In 2011, the Houston Astros were a struggling franchise with a new general manager, Jeff Luhnow. Some thought he was an unusual choice—he had more of a business background than a successful baseball resume. Jeff introduced high-tech tools and analytics and combined data with baseball IQ. In four years, they played in the post-season after a decade. When asked, Luhnow said, “The right answer is to continue to measure the things that really matter. What are the drivers of success for you in the future, and are those things tracking the way they should be, and is there a way to accelerate those?” He warned that you never want to look at another organization and think, “that should have been us.”
It’s important that we stay focused on the things that really matter. We developed a list of four key drivers that matter most to our industry and most importantly show us the way forward:
The Job Environment
Ninety-five percent of net job growth in the past decade was in the alternative work category. The workforce is expected to grow 7.4 percent over the next ten years, but retail position will only grow 1.73 percent. Let’s not be the ones thinking, “that should have been us.” Instead, let’s position direct selling as the income opportunity of choice. We have enviable advantages with our unique ability to cultivate deep and trusting customer relationships and effectively demonstrate product features.
With a salesforce that is more than 75 percent female, it’s obvious that direct selling is an attractive and empowering opportunity for women. As we compare to other independent work, such as Uber, we see that most of their drivers are men. Yet, Uber is seeing an increasing number of women drivers. Like direct selling, 75 percent of Uber drivers work part time and say they like being their own boss and having better work/life balance. I believe we can remain as the ideal choice for women and do more to attract men to direct selling.
In 2025, about 75 percent of the workplace will be millennials. They want to combine their personal and professional lives, social networks and alternative income opportunities in a way that supports the causes they believe in. We have a head start here—however we’ll need to build on our strengths.
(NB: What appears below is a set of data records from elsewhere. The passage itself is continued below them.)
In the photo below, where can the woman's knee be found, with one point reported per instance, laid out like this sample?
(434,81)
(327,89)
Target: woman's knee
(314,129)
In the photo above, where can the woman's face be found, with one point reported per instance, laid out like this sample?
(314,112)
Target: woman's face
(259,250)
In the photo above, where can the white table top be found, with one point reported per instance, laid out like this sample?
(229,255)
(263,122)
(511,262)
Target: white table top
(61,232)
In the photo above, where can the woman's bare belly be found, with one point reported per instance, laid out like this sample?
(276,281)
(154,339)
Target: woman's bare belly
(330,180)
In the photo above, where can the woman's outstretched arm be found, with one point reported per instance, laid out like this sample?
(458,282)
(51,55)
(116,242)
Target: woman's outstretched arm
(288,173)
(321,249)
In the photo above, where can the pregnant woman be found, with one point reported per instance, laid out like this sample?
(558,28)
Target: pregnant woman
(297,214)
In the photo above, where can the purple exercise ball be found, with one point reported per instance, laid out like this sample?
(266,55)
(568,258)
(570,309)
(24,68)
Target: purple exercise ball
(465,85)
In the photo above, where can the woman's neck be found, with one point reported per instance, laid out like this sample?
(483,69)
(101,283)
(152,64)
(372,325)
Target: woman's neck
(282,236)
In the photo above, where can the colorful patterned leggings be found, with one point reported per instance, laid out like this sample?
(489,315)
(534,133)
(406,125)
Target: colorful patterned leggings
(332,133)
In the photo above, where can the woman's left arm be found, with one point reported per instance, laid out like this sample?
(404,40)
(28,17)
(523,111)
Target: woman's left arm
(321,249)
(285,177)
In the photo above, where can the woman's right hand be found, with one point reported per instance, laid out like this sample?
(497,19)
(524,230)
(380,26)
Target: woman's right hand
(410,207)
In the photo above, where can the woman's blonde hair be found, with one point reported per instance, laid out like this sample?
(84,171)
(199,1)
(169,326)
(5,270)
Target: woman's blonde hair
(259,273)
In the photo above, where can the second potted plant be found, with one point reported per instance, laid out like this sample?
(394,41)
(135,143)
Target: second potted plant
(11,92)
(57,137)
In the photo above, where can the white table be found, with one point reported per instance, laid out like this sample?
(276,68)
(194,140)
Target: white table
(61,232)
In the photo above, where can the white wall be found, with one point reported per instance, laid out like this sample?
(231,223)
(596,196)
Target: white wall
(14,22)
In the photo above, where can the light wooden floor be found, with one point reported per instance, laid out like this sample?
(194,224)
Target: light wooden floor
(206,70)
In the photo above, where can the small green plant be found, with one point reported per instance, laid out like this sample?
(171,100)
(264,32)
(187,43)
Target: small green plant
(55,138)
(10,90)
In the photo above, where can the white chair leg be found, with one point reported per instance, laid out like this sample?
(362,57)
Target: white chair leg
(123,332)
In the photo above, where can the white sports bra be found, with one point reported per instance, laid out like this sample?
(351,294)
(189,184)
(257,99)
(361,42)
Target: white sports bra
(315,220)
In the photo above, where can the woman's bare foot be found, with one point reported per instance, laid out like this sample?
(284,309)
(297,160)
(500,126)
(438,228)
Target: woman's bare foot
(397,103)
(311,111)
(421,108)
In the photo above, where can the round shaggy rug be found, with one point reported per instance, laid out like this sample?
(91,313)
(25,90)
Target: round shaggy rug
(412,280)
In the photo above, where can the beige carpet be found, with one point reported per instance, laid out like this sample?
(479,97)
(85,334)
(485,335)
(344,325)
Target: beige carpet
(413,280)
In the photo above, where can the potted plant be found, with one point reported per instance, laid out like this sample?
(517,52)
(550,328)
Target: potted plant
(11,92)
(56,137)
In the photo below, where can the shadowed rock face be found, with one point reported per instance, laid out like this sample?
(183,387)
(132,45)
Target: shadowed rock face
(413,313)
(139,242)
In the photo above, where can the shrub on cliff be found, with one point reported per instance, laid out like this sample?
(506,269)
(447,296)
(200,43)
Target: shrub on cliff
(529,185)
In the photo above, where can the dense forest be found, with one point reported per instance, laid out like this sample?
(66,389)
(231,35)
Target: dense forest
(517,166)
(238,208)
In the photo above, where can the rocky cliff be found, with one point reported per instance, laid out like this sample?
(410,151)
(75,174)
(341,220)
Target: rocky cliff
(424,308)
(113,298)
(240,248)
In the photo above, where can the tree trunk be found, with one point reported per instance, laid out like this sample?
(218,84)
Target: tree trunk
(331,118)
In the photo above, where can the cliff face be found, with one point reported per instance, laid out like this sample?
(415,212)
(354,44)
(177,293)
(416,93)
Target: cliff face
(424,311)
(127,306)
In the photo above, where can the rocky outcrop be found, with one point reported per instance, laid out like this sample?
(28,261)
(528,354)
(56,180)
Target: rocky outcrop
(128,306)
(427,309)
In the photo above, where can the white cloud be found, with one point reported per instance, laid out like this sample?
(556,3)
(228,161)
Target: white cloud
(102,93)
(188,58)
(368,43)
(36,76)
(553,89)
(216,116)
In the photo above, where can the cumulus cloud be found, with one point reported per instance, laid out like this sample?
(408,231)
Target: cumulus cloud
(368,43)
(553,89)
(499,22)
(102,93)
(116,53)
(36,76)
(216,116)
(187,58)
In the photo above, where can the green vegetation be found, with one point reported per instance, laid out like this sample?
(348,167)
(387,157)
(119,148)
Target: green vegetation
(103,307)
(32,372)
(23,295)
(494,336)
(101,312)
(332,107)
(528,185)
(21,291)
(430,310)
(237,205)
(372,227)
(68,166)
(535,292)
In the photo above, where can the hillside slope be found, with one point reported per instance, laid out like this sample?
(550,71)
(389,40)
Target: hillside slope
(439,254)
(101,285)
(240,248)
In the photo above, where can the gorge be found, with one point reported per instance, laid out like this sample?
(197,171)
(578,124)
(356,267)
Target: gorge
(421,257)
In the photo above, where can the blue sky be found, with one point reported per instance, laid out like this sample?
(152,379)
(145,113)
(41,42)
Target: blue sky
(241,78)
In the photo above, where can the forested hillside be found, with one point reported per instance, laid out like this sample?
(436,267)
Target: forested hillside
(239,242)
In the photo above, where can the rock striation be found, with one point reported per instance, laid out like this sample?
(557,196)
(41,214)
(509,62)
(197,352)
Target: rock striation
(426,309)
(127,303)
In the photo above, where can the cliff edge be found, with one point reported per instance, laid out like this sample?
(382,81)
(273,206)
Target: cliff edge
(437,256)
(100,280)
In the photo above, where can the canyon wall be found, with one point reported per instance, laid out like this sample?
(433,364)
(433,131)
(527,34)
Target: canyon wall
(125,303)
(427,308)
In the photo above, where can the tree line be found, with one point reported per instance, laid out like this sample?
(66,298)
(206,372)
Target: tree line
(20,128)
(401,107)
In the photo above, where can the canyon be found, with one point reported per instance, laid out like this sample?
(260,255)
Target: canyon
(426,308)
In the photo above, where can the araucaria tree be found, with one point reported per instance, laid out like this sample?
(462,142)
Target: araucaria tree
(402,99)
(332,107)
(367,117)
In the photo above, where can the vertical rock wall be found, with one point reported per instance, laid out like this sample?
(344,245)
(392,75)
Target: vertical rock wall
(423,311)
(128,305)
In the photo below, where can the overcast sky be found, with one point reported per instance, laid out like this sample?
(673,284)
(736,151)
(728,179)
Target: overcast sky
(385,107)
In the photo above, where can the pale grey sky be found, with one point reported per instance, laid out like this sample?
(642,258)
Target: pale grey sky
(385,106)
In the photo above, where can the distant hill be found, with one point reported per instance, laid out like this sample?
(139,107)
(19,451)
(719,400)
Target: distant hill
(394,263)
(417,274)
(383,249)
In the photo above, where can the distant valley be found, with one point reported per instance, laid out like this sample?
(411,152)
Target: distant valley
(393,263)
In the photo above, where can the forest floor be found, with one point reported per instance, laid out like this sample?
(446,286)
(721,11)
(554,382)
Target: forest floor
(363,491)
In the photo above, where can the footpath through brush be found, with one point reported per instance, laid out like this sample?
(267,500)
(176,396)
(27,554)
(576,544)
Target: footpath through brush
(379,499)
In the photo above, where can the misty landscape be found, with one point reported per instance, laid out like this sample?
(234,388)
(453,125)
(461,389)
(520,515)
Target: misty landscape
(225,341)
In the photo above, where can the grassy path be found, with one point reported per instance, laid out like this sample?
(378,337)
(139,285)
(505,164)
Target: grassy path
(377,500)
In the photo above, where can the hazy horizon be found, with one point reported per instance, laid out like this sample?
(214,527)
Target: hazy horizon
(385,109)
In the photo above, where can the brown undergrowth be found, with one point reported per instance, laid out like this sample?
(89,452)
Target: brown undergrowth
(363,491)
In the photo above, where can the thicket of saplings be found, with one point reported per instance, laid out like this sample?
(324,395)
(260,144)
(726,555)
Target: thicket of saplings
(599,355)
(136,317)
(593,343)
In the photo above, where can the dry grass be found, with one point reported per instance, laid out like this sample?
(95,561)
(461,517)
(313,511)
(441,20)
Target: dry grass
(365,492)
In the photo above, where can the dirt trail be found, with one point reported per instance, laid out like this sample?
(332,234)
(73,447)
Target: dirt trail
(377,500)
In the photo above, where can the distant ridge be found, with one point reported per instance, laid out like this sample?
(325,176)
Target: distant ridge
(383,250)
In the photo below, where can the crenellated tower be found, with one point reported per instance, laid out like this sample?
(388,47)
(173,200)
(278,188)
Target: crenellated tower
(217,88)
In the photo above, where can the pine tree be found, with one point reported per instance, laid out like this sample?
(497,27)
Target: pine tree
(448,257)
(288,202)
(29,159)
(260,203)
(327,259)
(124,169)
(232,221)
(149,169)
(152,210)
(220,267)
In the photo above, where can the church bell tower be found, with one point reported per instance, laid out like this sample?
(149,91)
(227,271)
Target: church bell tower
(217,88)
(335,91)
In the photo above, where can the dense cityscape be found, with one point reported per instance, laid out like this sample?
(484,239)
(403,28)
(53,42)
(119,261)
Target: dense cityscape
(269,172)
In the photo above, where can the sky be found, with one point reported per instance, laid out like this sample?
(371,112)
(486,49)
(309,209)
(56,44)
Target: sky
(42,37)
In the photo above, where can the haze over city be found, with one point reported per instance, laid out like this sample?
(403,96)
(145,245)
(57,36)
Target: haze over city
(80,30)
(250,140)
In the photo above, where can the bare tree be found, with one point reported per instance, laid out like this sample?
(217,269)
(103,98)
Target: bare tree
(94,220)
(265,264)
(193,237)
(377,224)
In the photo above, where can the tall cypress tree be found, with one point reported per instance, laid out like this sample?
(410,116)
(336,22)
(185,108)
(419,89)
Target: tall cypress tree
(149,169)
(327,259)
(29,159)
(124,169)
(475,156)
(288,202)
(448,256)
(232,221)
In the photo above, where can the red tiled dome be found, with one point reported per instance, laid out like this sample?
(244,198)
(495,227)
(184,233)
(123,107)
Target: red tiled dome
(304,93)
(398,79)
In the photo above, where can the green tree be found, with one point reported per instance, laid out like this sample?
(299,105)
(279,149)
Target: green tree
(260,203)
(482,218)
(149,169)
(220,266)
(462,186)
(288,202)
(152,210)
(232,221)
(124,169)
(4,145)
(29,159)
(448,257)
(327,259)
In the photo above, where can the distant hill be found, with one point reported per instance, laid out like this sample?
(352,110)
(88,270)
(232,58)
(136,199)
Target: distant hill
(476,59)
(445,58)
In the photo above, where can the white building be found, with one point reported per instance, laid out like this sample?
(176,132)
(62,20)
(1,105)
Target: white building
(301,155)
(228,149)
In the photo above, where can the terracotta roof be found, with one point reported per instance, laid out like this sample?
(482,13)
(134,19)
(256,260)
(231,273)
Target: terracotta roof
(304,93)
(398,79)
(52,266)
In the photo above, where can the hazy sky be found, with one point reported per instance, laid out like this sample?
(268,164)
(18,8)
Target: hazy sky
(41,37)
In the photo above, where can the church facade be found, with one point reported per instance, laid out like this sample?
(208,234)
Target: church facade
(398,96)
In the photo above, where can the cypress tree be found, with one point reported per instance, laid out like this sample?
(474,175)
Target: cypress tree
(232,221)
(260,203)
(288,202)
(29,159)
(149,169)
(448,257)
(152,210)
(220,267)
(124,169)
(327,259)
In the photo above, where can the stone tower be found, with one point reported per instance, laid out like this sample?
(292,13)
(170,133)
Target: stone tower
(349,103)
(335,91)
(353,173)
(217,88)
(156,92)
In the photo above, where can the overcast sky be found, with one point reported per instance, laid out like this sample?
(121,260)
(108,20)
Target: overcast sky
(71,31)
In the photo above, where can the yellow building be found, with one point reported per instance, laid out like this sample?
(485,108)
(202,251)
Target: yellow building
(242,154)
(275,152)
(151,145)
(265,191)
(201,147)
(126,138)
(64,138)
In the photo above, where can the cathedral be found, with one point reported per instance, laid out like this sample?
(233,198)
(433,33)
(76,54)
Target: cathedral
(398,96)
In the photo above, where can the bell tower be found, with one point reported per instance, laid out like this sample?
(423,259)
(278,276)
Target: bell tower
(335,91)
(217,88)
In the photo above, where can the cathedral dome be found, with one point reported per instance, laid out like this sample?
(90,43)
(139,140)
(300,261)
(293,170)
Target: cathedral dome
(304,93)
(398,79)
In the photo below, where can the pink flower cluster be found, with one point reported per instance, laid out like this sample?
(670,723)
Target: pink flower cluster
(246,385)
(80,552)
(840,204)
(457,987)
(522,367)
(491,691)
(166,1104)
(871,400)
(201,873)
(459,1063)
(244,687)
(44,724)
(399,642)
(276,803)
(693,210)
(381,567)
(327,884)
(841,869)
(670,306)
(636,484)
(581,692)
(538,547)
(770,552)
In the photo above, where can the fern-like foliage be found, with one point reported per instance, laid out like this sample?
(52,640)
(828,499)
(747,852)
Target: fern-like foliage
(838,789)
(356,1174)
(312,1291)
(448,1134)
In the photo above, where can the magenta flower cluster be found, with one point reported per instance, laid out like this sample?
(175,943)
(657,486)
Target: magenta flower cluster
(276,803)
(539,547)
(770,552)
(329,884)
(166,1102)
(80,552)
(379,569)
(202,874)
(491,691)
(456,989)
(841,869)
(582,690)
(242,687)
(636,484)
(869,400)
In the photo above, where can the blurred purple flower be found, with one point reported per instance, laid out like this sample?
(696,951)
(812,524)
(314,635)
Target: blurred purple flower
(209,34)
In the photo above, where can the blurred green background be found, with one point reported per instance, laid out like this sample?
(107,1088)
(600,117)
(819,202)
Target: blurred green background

As we do this, the next generation of America’s Original Entrepreneurs will see the contrasting void that exists for the retail and gig worker.
Realistic Earning Potential
Our latest salesforce numbers show the majority of direct sellers work part-time and earn a modest income. As we compare this with a retail employee or someone who is a gig worker, it’s clear that direct selling compares very nicely with these work opportunities. As one DSA company CEO said, “We don’t need to overpromise, just deliver on what we do promise—an opportunity to work and make a bit of extra money, without putting yourself at risk of loss and without any real burdens to getting involved.”
Let’s focus on what matters. Together, we can protect our business model from unwarranted government regulation and interference and promote the reputation of the industry through rigorous self-regulation, consumer protection and communication efforts, ultimately becoming the sales and opportunity channel of choice.